Twisted light drives chiral excitations of interacting electrons in nanostructures with magnetic field

TL;DR

This paper demonstrates that twisted light can induce and reveal chiral excitations and symmetry-breaking transitions in interacting electron nanostructures under magnetic fields, providing a new tool for probing quantum correlations.

Contribution

It introduces a realistic model showing how twisted light excites interacting electrons in nanostructures, revealing symmetry-breaking and chiral properties with analytical solutions.

Findings

Twisted light enables access to symmetry-forbidden transitions.

The excitation spectrum exhibits strong chiral properties.

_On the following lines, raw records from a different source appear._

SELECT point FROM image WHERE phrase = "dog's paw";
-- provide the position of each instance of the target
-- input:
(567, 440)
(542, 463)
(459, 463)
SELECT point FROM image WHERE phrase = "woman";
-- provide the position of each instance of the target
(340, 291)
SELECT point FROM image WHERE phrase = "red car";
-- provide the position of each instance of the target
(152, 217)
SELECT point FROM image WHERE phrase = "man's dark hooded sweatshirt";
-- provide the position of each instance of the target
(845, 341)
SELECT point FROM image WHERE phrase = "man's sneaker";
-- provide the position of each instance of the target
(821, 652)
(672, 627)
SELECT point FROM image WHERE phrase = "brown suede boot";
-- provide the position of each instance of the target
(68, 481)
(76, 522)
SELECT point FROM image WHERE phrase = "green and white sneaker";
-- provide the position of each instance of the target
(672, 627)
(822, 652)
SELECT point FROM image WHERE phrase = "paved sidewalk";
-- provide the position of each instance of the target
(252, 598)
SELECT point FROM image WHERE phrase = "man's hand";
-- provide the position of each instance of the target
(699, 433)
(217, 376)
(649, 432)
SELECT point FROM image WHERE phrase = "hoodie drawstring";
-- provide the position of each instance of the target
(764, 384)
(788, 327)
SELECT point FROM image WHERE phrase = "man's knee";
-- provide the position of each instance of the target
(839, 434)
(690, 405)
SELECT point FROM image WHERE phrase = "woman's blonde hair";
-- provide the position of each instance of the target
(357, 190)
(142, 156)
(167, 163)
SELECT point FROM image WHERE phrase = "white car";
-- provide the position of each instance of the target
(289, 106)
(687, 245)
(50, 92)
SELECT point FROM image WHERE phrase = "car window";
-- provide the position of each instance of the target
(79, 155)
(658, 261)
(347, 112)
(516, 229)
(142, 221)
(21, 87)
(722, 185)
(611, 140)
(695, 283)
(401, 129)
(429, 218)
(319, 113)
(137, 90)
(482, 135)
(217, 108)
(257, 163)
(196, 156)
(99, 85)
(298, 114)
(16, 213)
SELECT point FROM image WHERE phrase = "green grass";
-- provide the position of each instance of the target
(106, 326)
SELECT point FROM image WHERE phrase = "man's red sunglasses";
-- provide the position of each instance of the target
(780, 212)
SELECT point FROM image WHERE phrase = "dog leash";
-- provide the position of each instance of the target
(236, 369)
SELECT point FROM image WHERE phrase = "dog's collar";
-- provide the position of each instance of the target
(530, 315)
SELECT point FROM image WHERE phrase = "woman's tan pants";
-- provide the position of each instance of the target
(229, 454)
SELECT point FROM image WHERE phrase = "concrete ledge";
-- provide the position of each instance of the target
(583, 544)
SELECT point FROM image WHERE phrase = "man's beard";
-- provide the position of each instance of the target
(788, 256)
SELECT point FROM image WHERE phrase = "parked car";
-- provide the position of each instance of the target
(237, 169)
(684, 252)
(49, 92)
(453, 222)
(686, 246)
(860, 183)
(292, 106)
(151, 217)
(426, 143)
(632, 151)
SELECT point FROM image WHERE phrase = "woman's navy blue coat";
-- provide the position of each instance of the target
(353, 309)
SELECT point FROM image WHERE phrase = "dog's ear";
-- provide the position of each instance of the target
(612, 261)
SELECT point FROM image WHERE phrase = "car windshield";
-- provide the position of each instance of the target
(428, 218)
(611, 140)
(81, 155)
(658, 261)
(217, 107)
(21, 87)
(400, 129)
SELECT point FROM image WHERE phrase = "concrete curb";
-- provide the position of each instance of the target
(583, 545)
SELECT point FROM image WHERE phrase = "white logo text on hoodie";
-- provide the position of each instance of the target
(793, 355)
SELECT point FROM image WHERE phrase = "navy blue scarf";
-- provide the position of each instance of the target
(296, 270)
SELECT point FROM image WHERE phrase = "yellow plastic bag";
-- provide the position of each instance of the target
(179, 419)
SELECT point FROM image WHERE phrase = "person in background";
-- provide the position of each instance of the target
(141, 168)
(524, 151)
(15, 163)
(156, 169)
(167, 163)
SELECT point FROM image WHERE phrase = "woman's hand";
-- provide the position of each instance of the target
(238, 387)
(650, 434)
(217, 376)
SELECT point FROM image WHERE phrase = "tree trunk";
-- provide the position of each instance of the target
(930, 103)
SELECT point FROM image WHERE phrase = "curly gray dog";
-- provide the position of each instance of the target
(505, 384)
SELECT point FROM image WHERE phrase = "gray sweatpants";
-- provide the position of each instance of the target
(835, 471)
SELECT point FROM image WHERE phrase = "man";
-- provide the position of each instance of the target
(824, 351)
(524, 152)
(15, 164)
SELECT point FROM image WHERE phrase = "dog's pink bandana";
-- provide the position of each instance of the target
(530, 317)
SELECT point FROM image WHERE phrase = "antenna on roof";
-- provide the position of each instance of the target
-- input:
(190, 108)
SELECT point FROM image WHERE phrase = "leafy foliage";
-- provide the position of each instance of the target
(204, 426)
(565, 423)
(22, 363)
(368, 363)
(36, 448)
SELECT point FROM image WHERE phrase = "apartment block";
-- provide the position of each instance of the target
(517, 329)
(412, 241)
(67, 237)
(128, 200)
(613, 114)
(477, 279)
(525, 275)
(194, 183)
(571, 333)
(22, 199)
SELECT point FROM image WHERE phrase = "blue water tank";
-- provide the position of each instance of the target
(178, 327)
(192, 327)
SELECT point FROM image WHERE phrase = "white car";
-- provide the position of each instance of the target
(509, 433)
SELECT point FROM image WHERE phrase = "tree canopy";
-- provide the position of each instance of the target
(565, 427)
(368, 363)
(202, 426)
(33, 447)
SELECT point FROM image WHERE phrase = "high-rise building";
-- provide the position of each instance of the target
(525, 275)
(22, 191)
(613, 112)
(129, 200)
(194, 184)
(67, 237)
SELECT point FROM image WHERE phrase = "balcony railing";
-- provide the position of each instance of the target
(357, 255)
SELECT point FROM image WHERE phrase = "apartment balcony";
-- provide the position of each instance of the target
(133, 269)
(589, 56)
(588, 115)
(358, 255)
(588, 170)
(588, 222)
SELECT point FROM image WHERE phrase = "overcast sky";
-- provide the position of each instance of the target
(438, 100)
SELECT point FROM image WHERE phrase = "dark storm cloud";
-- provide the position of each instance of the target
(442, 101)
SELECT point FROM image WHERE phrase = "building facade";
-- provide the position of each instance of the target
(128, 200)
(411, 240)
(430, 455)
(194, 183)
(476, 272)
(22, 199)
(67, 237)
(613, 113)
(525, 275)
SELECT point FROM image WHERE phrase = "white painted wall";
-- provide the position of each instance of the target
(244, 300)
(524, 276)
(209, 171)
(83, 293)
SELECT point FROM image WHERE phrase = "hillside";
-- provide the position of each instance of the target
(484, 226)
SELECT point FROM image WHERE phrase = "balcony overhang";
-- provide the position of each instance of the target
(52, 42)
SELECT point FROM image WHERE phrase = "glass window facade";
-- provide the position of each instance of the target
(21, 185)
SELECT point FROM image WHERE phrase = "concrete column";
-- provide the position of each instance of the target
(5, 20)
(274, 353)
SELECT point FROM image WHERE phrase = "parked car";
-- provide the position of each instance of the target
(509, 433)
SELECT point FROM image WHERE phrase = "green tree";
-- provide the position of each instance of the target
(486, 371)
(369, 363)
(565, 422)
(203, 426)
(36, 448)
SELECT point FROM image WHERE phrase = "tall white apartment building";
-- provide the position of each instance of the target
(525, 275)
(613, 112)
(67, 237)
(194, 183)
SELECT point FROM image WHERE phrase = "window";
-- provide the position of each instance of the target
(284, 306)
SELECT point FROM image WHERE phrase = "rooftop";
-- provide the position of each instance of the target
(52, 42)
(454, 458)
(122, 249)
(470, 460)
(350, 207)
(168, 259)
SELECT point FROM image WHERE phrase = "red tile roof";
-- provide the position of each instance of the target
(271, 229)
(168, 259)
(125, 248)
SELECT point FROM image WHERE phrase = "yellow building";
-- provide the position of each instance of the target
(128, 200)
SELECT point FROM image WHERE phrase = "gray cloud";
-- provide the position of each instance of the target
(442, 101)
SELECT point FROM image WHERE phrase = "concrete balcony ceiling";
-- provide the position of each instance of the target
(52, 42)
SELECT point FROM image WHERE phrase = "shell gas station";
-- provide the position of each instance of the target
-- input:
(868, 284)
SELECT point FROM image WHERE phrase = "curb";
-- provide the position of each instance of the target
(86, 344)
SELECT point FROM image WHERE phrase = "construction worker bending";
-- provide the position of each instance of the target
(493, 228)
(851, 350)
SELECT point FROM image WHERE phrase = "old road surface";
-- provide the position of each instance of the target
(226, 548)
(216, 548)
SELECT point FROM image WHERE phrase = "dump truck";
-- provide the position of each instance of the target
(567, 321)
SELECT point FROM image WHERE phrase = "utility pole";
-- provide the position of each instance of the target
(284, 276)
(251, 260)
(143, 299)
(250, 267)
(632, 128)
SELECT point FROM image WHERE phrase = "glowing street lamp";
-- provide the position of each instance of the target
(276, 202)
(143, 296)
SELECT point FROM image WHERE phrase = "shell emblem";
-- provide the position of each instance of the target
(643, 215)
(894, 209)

Twisted light probes correlations and symmetry in quantum systems.

Abstract

Twisted light (TL), a special kind of light carrying orbital angular momentum, provides a powerful tool for driving symmetry resolved transitions in quantum confined nanostructures. We study a realistic model where a TL pulse excites two interacting electrons in a nanostructure under a perpendicular magnetic field. To include image charge effects in layered systems, we use an effective electron electron potential of the form 1/r^n. For n = 2, the system exhibits an underlying su(1,1) dynamical symmetry, enabling analytical solutions and a clear interpretation of selection rules, parity changes, and angular momentum resolved absorption. We show that the bare Coulomb 1/r interaction produces similar spectra, indicating that twisted light driven excitations are robust against the precise interaction form. The excitation spectrum reveals strong chiral properties: TL pulses, unlike conventional dipolar fields, directly access interaction-driven transitions otherwise symmetry-forbidden. In particular, TL breaks the generalized Kohn theorem, exposing internal excitations through multi quanta orbital processes. More broadly, our results establish TL as a sensitive probe of correlations, symmetry, and magneto-optical dynamics in strongly interacting quantum systems, uncovering features that remain invisible to standard infrared absorption.